Atlantis001
The one without a name
Originally posted by Wesker
Again, I think you miss the point; where logic rises well above intuition is because it works and it has repeatability. It's also a learned mental tool; babies don't pop out of the womb and go A + B >C If A then C, etc.Second, you're again mucking up the very definition:
[b]in·tu·i·tion ( P ) Pronunciation Key (nt-shn, -ty-)
n.
The act or faculty of knowing or sensing without the use of rational processes; immediate cognition. See Synonyms at reason.
Knowledge gained by the use of this faculty; a perceptive insight.
A sense of something not evident or deducible; an impression.
So how logic can be arrived from intuition I couldn't begin to guess. So your ideas are again wrong. [/B]
By what you have said in a previous post : "So you cannot compare belief in reason on the same level as belief in religion", "No, because the belief in logic was the foundation for everything else"... I implied that you have agreed that reason, and logic are indeed a belief. If it is true it is contradictory to say that they are a belief, and that they did not rise from intuition at the same time. Beliefs are intuitions.
If its not true then lets be clear and simple about some aspects of logic then:
Logic has axioms, and that is basic knowledge. Now, what are axioms ? Here is the definition for them :
In epistemology, an axiom is a self-evident truth upon which other knowledge must rest, from which other knowledge is built up.
So basically axioms are self evident truths, and what means logic makes use of self evident truths. These axioms cannot be proved they are just defined as they are, thats why they are self evident truths. Any mathematician will agree with that. Now take a look at the definition of self evident truth :
In epistemology, a self-evident proposition is one that is known to be true by understanding its meaning without proof.
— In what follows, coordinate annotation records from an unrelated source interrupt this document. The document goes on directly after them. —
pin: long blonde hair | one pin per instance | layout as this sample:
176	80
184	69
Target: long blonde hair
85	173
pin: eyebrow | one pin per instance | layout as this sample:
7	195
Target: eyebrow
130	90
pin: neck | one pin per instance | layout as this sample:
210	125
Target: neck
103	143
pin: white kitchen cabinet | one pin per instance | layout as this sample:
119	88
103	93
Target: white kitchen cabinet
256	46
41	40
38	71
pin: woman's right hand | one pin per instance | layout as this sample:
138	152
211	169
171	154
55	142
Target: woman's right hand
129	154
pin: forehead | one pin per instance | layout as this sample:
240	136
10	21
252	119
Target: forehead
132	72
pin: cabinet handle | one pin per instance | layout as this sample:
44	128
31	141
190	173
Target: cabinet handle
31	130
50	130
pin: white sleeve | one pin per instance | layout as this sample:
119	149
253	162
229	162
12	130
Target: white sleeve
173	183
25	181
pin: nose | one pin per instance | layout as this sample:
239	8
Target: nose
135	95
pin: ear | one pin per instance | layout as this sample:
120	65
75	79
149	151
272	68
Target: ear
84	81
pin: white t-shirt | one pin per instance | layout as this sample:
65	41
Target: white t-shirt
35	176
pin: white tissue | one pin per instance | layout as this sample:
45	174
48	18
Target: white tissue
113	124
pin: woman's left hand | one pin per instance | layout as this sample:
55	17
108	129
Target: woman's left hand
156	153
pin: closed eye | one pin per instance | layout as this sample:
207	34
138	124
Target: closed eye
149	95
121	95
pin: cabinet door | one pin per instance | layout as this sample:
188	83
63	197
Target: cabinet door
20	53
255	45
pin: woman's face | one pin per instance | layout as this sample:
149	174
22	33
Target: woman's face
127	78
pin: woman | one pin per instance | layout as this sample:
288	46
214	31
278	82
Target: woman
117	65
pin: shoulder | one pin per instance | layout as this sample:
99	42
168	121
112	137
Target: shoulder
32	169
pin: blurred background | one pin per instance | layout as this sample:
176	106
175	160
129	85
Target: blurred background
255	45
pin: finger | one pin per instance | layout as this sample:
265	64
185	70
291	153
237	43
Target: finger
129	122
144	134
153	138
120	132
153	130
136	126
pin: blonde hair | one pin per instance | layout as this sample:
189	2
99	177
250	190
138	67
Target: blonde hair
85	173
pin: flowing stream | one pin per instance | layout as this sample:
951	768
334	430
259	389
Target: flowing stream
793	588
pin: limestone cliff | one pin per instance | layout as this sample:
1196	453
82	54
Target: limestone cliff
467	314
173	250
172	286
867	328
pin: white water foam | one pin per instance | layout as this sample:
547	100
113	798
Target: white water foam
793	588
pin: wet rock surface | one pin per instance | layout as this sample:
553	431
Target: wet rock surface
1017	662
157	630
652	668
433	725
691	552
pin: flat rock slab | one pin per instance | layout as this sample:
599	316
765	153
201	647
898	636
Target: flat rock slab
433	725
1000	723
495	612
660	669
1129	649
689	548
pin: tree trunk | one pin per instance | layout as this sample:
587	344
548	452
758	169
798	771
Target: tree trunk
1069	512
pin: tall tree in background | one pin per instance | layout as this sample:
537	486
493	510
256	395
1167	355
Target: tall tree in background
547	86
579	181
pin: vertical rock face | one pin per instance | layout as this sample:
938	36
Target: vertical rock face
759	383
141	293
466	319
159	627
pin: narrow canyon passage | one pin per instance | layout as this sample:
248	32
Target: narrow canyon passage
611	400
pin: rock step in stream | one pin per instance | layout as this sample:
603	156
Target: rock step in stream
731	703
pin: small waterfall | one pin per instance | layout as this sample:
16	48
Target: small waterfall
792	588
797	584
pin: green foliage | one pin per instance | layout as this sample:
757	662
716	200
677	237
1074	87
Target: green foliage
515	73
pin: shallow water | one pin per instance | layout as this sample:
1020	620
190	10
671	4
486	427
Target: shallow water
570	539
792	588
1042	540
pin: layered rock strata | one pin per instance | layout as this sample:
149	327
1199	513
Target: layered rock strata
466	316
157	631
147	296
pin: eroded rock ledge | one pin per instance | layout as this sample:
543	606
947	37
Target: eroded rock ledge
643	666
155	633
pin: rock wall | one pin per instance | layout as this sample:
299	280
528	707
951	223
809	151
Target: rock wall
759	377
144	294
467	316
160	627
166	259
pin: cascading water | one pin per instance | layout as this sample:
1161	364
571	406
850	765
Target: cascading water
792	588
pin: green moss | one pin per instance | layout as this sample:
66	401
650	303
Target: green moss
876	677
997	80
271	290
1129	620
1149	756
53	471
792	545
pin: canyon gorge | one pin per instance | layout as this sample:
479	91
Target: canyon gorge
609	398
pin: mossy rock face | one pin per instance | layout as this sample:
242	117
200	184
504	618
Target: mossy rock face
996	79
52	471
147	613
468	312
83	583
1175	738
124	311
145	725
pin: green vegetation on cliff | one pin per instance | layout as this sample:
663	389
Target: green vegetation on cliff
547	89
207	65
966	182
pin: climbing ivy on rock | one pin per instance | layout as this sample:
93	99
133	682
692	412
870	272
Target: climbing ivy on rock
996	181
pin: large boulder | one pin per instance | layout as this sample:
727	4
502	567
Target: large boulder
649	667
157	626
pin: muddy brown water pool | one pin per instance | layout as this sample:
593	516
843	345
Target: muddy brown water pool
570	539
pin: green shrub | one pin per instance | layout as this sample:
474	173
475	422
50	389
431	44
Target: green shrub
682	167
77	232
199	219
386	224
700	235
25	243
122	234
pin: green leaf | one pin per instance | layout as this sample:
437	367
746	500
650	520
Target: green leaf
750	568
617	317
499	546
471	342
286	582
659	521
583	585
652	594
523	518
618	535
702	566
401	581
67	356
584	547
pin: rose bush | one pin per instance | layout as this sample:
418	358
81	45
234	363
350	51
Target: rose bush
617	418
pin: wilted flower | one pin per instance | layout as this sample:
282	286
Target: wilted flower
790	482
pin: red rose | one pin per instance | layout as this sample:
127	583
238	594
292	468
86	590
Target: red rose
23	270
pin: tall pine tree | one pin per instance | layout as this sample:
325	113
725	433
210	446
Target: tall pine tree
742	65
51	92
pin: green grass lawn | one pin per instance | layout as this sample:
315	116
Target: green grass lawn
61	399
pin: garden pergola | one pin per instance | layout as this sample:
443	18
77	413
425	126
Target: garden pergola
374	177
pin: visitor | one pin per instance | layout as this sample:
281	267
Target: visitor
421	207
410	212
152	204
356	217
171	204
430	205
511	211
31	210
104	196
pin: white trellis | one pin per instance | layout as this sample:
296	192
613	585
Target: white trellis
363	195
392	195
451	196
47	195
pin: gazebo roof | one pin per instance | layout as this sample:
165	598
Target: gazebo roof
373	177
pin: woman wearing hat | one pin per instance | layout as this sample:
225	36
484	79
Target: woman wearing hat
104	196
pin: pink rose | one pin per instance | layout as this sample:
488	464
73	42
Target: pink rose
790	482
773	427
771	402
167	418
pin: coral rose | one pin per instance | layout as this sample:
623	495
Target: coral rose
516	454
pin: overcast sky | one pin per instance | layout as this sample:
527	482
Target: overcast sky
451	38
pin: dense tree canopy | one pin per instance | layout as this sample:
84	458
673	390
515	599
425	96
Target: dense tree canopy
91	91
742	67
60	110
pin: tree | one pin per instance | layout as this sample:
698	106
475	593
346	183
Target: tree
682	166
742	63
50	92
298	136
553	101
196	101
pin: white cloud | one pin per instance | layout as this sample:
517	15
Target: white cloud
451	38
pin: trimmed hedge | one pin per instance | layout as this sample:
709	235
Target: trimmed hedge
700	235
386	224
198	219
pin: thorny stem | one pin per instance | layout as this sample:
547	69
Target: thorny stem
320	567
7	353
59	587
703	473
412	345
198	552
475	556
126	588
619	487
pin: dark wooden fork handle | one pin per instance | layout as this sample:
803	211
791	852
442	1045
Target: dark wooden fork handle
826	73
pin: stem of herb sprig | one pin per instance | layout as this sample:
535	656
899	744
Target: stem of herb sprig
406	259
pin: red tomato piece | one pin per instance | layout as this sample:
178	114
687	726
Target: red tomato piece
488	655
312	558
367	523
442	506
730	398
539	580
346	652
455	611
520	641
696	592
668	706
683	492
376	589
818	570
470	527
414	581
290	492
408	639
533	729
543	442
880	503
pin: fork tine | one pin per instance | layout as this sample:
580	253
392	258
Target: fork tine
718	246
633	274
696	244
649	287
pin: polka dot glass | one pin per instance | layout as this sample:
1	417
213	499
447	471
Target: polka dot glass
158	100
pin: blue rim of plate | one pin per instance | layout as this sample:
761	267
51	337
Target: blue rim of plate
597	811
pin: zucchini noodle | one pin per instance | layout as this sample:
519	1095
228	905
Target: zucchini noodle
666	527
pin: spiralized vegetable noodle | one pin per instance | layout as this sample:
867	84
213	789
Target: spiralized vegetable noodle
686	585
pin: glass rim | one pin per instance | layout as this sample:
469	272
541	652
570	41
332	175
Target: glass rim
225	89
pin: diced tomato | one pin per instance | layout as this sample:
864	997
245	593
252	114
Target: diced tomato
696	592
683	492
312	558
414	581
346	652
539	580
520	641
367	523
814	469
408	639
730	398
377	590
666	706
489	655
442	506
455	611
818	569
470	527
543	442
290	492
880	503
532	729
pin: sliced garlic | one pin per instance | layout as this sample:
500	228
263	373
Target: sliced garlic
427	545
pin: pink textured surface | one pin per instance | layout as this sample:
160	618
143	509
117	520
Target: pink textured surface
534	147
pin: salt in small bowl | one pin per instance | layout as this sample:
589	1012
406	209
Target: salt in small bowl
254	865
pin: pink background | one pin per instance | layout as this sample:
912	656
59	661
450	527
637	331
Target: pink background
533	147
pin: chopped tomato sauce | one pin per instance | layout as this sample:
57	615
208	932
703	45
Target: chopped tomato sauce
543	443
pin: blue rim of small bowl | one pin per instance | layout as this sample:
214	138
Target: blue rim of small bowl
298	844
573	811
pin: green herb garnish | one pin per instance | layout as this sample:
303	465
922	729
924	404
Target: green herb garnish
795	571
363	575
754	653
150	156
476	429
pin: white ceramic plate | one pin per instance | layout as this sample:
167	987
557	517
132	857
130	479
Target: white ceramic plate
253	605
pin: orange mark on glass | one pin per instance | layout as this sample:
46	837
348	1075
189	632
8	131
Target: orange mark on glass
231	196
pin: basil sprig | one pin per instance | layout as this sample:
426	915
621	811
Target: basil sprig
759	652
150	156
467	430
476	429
That means that axioms are not proved. Axioms of logic are the foundation of logic, they define what logic is, and if they can´t be proved that means that logic can´t be proved.
Something that can´t be proved can´t be said to be correct, unless you say that, for example, intuition is a valid way for justifying knowledge, and logic is justified by intuition.
Logic cannot prove itself, and that is a fact, there is even a theorem called "incompleteness theorem" that states that mathematical logic is either contradictory or incomplete, in the sense it cannot prove its own consistence. You can logically reach the conclusion that logic is not self provable, and if its not self provable that means intuition played a role in it, that is called mathematical intuition. I know that because I study that in college, I am a physicist.. or at least I intend to be. There are many scientists who defend this point.